Thus deserted, Urmila begins an inevitable downward spiral, drowning her sorrows in paint, self-pity, and the emotional grief of disillusionment. Pervin Saket scatters vignettes from the 14 years of estrangement in non-linear fashion throughout the book, in an attempt to move us into wallowing with her main character for what feels like far too long. While these sketches are meant to give us portraits of Urmila’s interior struggle, the insipidly drawn and oftentimes whiny Urmila quickly falls into an endless litany of reminiscences that ought to be accompanied by the trembling notes of the sarangi. With trademark navel-gazing, Urmila has the ability to turn even a clock on the wall or a cobbler eating lunch into an extended metaphor about her failed marriage.

While Ramanujan does state that the “separation of loved ones (vipralambha) is the central mood” of the Ramayana, “setting the tone for the many separations throughout the work”, one does feel the descriptions of Urmila’s viraha seem overextended, occasionally delivering moments reminiscent of a pulp fiction heroine. “The last stage of hope is the abandonment of symbols.
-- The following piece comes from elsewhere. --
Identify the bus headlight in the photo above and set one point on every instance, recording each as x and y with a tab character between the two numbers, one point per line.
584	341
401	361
The symbols adorn me, simultaneously providing a mockery of my marriage and the collage of a dream. Perhaps one day, Shree will embody everything the symbols stand for. For now, the rings, bindis, necklaces, and sindoor act as substitutes. They touch my fingertips and the gaps of my toes, the cleft of my breasts and the tip of my forehead. They caress me where I thirst for his touch.” And when Saket tells us that her husband and sister are the two loves of Urmila’s life, the pomposity seems unsupported, unearned by neither Shree nor Vani.

To her credit, Saket excels at deft descriptions of contemporary upper-middle-class life in Maharashtrian society. In her hands, we get a clear-eyed look at Urmila’s long-married parents that will have some readers laughing and wincing in recognition. “Our house never saw roses or greeting cards, never knew the spark of a finger against a cheek or the whiff of musky cologne. My mother never wore chiffon saris and my father never seemed to notice the rustle of her clothes. In our tiny 1BHK, I slept between my parents every night […] They were always talking about my marriage, but not once did they make marriage attractive. No compliments, no shared jokes, no secret eye contact, no shoulder rubs, not even a pet name. Theirs was an arrangement of course, as I knew mine would also be, but did it have to be so loveless?”

Urmila resolves the matter of the missing husband in a surprising and rather satisfactory way, swiftly picking up the pieces of our heroine’s life in the last 50 pages. The ending, at least is not diluted and weakened by being stretched out into overdone sequences. One feels slightly wistful at the wasted potential inherent in this book—a great premise, some snappy turns of phrase, but beset with problems such as the clumsy narrative shifts in the flashbacks. Still, there is enough material here to empathise with, which will surely give troubled housewives some measure of cathartic relief, in much the same manner as the afternoon soap-operas on television do.